# coding=utf-8
# Copyright 2018 The Google AI Language Team Authors.
#
# Licensed under the Apache License, Version 2.0 (the "License");
# you may not use this file except in compliance with the License.
# You may obtain a copy of the License at
#
#     http://www.apache.org/licenses/LICENSE-2.0
#
# Unless required by applicable law or agreed to in writing, software
# distributed under the License is distributed on an "AS IS" BASIS,
# WITHOUT WARRANTIES OR CONDITIONS OF ANY KIND, either express or implied.
# See the License for the specific language governing permissions and
# limitations under the License.
r"""Script to apply `text_utils.simplify_nq_data` to all examples in a split.

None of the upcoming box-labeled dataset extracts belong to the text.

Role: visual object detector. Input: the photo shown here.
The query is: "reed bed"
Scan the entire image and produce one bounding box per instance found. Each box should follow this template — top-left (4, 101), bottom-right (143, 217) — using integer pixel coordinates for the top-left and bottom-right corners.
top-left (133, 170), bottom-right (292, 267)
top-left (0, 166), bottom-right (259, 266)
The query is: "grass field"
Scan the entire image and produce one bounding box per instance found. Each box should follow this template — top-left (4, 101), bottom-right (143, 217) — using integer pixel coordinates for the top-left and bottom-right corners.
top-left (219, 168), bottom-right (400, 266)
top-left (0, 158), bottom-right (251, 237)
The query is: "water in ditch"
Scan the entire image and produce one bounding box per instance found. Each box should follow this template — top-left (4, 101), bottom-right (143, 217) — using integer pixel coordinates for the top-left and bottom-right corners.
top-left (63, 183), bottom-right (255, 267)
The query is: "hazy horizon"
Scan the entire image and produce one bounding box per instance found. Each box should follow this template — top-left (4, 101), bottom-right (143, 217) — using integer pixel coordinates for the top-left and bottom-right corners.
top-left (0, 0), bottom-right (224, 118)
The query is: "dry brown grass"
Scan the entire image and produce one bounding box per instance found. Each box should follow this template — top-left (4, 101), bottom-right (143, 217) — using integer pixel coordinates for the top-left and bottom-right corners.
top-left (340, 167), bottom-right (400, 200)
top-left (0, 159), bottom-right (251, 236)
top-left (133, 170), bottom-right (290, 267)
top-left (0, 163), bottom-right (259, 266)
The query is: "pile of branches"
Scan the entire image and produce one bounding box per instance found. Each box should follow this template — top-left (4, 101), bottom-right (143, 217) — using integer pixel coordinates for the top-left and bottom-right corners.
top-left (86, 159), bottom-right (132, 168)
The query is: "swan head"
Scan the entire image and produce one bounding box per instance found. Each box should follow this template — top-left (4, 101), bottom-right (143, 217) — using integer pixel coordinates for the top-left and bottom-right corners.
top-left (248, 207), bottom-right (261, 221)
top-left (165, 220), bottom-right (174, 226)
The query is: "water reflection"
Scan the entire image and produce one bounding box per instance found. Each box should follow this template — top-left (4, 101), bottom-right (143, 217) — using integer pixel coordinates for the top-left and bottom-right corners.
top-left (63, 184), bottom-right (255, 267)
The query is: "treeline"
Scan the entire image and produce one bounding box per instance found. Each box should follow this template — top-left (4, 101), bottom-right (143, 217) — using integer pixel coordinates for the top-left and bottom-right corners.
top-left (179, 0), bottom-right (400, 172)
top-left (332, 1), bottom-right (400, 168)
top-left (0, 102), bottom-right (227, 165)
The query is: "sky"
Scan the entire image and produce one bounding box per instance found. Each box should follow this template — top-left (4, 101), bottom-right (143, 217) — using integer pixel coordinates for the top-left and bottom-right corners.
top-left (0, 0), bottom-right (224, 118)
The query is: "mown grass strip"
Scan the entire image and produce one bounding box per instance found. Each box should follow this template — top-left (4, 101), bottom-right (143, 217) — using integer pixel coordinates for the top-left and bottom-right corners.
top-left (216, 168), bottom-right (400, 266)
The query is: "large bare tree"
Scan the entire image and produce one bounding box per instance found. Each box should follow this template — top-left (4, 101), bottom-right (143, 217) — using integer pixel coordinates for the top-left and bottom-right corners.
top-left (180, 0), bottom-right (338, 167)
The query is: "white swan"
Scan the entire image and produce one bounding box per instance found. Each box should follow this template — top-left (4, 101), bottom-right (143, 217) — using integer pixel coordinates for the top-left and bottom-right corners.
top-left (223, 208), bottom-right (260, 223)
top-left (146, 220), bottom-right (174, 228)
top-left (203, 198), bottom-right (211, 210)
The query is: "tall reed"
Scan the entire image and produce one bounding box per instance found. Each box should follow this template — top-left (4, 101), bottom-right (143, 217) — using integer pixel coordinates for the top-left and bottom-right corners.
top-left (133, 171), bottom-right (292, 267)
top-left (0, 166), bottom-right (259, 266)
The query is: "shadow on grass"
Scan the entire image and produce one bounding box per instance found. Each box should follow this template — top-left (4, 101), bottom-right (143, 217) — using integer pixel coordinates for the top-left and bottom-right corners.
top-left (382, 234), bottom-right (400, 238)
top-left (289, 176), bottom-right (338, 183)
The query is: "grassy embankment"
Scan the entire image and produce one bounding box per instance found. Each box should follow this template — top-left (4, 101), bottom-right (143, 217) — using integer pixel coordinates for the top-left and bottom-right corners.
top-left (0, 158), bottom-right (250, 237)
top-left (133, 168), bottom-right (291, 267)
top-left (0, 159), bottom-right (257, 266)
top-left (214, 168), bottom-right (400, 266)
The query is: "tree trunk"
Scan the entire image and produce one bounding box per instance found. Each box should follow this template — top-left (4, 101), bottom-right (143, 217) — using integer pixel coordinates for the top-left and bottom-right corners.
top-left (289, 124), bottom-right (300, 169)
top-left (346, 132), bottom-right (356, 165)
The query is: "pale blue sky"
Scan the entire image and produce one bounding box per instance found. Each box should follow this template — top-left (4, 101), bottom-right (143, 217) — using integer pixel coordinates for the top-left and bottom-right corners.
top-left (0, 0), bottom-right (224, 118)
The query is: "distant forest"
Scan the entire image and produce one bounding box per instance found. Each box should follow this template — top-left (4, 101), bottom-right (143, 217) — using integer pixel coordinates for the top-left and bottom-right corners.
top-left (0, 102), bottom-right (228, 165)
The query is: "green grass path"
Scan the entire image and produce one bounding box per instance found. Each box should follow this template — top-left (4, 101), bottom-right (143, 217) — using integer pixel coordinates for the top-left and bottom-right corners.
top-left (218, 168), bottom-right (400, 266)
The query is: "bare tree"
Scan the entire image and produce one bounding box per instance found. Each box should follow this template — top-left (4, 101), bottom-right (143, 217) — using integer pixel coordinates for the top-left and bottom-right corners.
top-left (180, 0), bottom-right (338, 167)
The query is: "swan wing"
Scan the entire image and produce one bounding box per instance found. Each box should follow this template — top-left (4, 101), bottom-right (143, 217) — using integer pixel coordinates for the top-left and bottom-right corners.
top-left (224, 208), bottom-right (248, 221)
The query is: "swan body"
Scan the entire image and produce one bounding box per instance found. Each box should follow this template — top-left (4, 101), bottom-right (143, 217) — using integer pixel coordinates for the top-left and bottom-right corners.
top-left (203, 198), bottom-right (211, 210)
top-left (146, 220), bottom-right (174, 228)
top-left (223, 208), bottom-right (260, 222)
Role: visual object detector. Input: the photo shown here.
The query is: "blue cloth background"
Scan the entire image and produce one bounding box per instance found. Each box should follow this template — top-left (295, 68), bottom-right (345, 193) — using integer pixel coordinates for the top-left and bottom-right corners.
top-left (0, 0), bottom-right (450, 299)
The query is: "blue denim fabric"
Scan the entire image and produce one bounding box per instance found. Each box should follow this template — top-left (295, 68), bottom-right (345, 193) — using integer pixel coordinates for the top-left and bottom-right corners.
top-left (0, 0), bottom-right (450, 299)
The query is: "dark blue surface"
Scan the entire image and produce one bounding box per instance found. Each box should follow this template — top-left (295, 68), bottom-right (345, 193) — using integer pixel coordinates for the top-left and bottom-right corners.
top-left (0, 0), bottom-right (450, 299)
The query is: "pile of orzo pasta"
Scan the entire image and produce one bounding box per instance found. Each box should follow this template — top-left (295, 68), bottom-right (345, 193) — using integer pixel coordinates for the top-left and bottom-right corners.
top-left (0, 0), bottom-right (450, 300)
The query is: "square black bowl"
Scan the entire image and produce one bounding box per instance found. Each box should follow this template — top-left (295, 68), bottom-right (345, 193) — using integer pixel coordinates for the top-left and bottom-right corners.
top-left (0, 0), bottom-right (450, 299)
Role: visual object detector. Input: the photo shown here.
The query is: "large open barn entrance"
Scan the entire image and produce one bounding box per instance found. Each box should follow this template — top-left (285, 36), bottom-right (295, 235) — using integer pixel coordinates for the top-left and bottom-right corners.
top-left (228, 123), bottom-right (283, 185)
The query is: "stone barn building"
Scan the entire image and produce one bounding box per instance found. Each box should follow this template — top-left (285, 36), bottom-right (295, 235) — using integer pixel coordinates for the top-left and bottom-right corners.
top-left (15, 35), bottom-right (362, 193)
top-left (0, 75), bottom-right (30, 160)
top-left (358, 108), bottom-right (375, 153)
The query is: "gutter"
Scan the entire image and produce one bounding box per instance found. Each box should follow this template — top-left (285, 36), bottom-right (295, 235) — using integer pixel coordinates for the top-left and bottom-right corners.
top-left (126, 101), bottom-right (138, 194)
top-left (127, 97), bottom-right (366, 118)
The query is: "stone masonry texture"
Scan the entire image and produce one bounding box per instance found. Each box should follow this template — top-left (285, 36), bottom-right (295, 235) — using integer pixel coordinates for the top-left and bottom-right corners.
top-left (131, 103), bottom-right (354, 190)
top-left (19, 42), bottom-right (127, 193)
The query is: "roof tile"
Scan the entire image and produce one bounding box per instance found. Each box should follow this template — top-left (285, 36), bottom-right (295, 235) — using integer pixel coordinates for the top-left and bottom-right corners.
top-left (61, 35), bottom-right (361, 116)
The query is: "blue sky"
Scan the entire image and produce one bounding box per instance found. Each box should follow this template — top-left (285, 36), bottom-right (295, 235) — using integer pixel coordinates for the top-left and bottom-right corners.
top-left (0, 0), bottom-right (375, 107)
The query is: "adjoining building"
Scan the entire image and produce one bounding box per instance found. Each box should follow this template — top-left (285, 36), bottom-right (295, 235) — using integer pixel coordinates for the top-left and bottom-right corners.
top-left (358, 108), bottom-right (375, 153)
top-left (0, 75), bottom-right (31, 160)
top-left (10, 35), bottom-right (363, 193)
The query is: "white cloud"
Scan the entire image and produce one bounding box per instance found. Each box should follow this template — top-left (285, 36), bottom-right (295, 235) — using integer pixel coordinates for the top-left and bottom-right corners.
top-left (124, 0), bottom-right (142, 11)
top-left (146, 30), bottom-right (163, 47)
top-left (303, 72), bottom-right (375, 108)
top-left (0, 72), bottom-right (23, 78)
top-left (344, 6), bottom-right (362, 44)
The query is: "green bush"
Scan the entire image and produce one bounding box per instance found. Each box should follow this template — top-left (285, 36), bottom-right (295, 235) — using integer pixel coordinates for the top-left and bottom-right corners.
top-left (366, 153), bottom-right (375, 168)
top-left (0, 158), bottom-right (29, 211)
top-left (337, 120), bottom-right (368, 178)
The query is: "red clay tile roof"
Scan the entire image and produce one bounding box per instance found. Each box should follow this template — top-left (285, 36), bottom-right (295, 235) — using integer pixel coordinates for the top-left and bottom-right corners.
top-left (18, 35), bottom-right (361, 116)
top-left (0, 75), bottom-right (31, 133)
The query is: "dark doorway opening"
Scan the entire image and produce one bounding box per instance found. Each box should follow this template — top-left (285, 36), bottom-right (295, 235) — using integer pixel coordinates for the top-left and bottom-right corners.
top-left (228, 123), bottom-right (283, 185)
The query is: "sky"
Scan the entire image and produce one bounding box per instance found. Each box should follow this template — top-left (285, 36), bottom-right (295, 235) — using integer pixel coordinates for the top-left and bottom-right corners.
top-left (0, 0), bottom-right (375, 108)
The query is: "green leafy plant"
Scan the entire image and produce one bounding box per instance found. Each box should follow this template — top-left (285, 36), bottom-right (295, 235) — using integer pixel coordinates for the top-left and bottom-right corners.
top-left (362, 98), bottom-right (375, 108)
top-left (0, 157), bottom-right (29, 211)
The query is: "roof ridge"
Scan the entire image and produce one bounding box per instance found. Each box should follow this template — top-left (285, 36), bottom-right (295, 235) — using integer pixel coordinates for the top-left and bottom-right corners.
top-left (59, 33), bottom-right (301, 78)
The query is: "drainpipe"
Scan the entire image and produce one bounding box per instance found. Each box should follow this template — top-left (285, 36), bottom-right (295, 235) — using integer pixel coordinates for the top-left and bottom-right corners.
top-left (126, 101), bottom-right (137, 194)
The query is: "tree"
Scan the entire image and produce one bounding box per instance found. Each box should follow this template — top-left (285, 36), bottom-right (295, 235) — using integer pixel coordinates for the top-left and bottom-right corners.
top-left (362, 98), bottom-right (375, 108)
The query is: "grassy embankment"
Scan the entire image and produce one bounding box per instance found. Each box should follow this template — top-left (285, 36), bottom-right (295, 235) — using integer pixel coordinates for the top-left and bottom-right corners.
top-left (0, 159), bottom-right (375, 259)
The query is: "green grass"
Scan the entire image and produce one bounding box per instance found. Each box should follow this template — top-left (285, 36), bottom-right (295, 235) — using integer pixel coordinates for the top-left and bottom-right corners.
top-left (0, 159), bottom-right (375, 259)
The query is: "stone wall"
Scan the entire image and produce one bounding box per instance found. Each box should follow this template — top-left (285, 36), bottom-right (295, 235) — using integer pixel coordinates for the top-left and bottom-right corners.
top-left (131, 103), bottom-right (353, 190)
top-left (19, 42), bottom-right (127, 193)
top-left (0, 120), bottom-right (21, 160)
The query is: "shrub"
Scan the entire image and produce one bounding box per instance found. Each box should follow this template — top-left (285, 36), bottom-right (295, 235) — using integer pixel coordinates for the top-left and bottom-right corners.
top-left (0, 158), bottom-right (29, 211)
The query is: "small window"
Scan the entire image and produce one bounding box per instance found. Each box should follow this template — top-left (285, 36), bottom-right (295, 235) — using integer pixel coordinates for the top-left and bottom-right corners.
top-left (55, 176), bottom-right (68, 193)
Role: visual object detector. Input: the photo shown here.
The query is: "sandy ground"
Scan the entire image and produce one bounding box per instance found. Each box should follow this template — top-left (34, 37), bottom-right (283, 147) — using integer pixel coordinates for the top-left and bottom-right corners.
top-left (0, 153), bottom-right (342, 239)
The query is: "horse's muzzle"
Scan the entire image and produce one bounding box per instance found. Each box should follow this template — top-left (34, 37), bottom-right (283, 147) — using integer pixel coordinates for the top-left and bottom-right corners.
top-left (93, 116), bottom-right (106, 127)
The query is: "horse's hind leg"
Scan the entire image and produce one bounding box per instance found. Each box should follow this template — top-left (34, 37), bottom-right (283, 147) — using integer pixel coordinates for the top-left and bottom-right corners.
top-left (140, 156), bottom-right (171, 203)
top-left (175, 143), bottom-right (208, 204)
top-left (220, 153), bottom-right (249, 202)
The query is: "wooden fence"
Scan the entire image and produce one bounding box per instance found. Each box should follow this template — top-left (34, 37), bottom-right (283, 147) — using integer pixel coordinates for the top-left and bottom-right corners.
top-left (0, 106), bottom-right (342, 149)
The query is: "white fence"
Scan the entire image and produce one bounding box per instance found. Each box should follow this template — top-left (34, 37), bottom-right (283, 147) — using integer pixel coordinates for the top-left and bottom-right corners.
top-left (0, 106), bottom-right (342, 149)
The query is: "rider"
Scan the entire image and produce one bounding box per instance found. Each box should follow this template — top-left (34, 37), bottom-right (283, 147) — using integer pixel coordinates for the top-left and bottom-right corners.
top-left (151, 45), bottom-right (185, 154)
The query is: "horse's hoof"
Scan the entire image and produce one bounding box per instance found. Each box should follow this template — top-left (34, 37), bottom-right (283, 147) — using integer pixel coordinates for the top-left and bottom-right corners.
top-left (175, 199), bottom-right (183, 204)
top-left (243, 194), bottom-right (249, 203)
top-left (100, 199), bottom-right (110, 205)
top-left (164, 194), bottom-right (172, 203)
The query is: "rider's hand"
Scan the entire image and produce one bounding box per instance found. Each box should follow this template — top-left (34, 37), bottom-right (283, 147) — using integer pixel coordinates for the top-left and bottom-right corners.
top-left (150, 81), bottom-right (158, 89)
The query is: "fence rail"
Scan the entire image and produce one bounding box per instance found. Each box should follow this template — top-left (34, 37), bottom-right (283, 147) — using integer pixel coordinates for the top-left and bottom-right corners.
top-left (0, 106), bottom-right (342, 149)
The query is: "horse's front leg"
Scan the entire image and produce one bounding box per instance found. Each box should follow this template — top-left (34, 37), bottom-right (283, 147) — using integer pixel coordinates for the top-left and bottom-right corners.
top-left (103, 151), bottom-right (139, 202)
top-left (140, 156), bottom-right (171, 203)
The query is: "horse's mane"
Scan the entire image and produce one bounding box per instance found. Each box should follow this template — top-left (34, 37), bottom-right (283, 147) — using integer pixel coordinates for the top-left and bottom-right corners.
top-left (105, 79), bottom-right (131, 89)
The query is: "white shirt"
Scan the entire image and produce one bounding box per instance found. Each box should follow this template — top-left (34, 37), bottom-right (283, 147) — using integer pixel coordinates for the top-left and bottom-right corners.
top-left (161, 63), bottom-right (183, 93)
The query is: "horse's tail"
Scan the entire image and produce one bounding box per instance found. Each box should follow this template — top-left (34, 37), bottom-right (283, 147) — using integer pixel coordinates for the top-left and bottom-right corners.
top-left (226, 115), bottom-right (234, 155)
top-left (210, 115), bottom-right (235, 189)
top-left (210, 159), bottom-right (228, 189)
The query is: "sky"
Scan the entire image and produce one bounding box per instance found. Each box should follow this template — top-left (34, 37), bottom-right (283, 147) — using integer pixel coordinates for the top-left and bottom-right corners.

We have provided the processed training set at the link below.

https://storage.cloud.google.com/natural_questions/v1.0-simplified/simplified-nq-train.jsonl.gz

The test set, used by NQ's competition website, is only provided in the original
NQ format. If you wish to use the simplified format, then you should call
`text_utils.simplify_nq_data` in your submitted system.
"""

from __future__ import absolute_import
from __future__ import division
from __future__ import print_function

import glob
import gzip
import json
import os
import time

from absl import app
from absl import flags

import text_utils as text_utils

FLAGS = flags.FLAGS

flags.DEFINE_string(
    "data_dir", None, "Path to directory containing original NQ"
    "files, matching the pattern `nq-<split>-??.jsonl.gz`.")


def main(_):
  """Runs `text_utils.simplify_nq_example` over all shards of a split.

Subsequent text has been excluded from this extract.